Another example from modern genetics are repeat elements like SINES and LINES. Humans share these sequences with chimps and dogs and rodents. But where a repeat element unique to humans and chimps happens to overlap another shared between humans and mice, the human-mouse sequence is over written by the human-chimp sequence; never the other way around. These patterns match the biostratification of the fossil record by confirming that the common ancestor of humans/chimps is more recent than the common ancestor of rats/humans. And these two examples, ERVS and repeat elements, are a tiny fraction of the genetic evidence. There's enough published scientific work in genetics or molecular biology that only makes sense in the light of evolution to keep you busy reading for life.

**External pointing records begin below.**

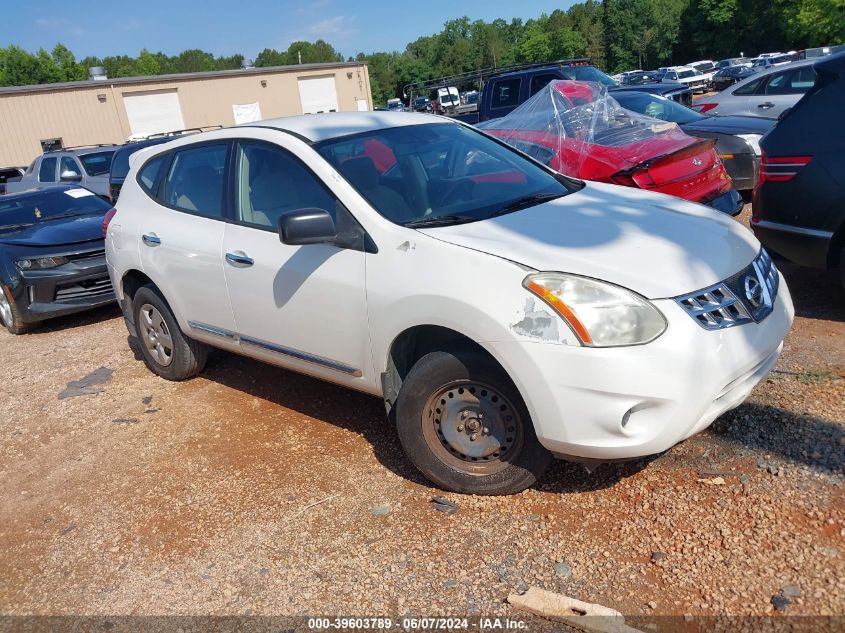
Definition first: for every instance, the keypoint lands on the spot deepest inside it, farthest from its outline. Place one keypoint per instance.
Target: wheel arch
(416, 341)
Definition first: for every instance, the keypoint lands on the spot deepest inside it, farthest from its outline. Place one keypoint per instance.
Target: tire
(166, 350)
(463, 424)
(10, 316)
(842, 266)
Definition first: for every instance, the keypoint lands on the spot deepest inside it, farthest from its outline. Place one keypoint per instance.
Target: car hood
(731, 124)
(60, 232)
(656, 245)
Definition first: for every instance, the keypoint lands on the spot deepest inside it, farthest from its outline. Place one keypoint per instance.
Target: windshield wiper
(61, 216)
(14, 227)
(527, 201)
(440, 220)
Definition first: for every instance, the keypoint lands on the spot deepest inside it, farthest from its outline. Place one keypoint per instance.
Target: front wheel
(166, 350)
(464, 425)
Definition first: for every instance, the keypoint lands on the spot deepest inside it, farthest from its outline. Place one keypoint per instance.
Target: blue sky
(242, 26)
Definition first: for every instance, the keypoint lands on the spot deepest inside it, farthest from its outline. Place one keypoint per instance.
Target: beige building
(113, 110)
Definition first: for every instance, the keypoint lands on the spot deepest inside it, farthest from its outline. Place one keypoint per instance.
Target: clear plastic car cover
(580, 130)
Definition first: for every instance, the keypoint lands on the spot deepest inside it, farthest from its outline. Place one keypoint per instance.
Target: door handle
(239, 258)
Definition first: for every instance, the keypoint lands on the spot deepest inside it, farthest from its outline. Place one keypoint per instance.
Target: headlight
(41, 263)
(600, 314)
(753, 140)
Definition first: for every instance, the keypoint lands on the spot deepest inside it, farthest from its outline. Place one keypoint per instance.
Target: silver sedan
(765, 94)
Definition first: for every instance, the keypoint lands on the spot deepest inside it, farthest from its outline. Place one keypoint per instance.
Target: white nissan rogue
(505, 313)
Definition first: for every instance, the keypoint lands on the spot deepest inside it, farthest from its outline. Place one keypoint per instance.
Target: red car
(578, 130)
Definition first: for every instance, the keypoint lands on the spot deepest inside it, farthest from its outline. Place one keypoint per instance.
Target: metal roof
(213, 74)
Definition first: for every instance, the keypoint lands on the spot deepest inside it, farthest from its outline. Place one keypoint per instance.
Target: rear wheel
(165, 348)
(10, 316)
(464, 425)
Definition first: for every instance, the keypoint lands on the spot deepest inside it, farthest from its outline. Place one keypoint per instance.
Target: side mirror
(307, 226)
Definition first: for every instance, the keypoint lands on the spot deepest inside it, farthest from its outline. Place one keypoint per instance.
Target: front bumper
(729, 202)
(76, 286)
(629, 402)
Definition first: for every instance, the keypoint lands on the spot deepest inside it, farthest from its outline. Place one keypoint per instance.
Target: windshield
(46, 205)
(97, 164)
(656, 107)
(438, 172)
(588, 73)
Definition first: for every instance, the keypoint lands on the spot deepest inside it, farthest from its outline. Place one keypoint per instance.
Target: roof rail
(484, 73)
(206, 128)
(75, 147)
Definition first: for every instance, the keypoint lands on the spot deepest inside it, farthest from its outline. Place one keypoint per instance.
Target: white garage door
(318, 94)
(152, 112)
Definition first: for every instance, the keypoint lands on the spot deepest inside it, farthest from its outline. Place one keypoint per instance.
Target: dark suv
(799, 202)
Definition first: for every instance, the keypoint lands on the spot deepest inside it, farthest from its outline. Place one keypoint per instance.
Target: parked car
(325, 266)
(733, 61)
(737, 137)
(87, 167)
(687, 76)
(731, 75)
(9, 174)
(764, 63)
(422, 104)
(52, 260)
(395, 105)
(767, 93)
(799, 204)
(820, 51)
(707, 68)
(120, 164)
(503, 93)
(579, 129)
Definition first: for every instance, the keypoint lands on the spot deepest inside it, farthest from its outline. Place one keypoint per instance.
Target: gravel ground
(252, 490)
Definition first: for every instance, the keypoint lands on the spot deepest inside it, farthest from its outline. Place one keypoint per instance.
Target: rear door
(781, 90)
(180, 237)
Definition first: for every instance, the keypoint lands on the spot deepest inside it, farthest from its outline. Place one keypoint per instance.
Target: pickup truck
(504, 93)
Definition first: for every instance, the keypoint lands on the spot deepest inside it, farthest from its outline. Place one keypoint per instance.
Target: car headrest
(361, 172)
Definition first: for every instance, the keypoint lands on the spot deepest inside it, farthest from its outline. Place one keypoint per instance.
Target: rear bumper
(800, 245)
(729, 202)
(71, 288)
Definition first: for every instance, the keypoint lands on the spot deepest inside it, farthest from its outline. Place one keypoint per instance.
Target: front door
(298, 306)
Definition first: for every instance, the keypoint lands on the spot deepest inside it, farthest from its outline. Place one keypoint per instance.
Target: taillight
(704, 107)
(781, 168)
(106, 219)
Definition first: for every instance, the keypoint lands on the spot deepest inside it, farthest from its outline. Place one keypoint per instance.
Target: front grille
(746, 296)
(86, 289)
(78, 257)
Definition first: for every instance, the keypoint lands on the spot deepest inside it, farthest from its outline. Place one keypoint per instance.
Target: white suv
(504, 313)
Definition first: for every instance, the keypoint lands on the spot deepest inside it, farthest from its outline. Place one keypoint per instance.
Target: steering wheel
(464, 186)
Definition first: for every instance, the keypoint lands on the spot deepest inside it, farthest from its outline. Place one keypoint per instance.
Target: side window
(506, 93)
(778, 84)
(68, 164)
(802, 80)
(195, 182)
(271, 182)
(47, 171)
(148, 175)
(538, 82)
(750, 88)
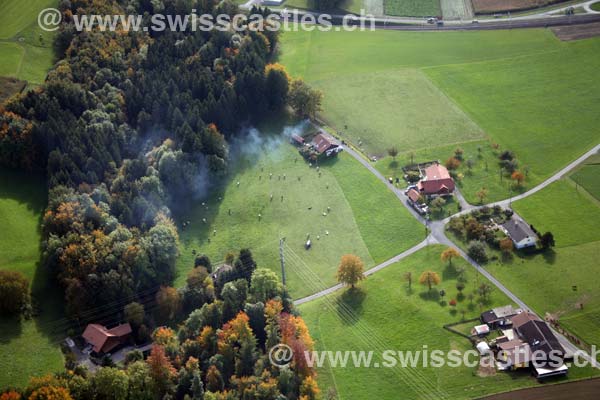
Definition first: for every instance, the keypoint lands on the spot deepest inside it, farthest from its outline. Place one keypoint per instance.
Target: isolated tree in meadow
(547, 240)
(437, 204)
(452, 163)
(304, 100)
(482, 195)
(407, 276)
(449, 254)
(506, 245)
(477, 252)
(518, 177)
(458, 153)
(484, 290)
(429, 279)
(350, 270)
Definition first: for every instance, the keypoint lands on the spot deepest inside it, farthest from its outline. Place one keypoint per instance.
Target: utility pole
(282, 259)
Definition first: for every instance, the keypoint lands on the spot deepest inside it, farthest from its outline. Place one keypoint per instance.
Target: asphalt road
(438, 235)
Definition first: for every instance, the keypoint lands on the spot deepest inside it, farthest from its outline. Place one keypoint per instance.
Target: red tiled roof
(323, 142)
(104, 340)
(437, 180)
(414, 195)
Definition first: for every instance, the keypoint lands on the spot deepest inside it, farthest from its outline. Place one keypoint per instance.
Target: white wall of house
(527, 242)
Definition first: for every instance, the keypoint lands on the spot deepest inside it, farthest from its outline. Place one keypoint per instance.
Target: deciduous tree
(429, 279)
(350, 270)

The genetic evidence for human evo isn’t just a smoking gun, it’s a video of common descent pointing the weapon and pulling the trigger.
Common ancestry is now so well supported that if the theoretical process by which species change and diverge were to be discredited, it would be necessary to find another explanation consistent with common descent. Evolutionary biology also interlocks perfectly with prior evidence from a variety of independent sources, developmental biology and homology, the age of the earth and universe, physics, plate tectonics, organic chemistry, and so on. The modern form of the theory of evolution which unifies all this evidence under a single, coherent explanatory framework is called the Modern Synthesis. That explanation predicts that under certain intense selective pressures, and especially in a relatively small, geographically isolated population such as those found on islands, even routine variations in height or weight can provide plenty of change for natural selection to act upon quickly.

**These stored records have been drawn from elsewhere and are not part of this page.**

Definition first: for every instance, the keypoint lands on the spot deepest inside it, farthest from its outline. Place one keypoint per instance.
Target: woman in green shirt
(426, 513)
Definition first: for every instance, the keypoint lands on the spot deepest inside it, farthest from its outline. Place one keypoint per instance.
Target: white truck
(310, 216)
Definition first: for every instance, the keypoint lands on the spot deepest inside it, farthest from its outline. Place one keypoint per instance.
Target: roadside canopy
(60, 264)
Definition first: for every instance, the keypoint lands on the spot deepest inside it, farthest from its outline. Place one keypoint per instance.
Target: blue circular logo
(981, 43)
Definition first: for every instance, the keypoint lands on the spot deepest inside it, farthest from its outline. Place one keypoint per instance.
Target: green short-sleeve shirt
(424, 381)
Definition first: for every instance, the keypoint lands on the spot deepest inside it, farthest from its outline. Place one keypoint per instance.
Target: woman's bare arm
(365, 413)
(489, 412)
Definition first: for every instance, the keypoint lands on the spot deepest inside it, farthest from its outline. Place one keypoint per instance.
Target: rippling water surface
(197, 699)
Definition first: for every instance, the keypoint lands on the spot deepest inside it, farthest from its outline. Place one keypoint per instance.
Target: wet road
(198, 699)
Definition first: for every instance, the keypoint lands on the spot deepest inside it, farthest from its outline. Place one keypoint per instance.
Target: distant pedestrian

This is what happens in cases of insular dwarfism. Trapped on an island with limited resources, creatures once large can evolve into smaller versions (Interestingly, very small creatures like lizards or mice living on relatively large islands in the absence of larger predators can evolve into giants). It's happened to mammoths, hippos, and even dinosaurs. A few years ago the paleo-anthropology community was rocked by the discovery of what appear to be primitive, dwarf hominids on a remote island in Indonesia called Flores.
Which brings us to today: Whereas the comparatively small-brained "Hobbits" (H. floresiensis) from Flores date from a range of 15,000 -- 90,000 years ago and may represent a population of dwarf hominids descended from something like H. erectus, based on the limited information released, these "Palau Pygmies" sound much more like anatomically modern humans. Except they were petite -- a little over one meter in height and weighing roughly 70 pounds!
Even more stunning, the abstract states they could have still been running around on one side of the world while the Roman Empire rose and fell on the other. And the real kickers is, if they do turn out to be some sort of subspecies that evolved from modern man, that would make us the transitional species to them.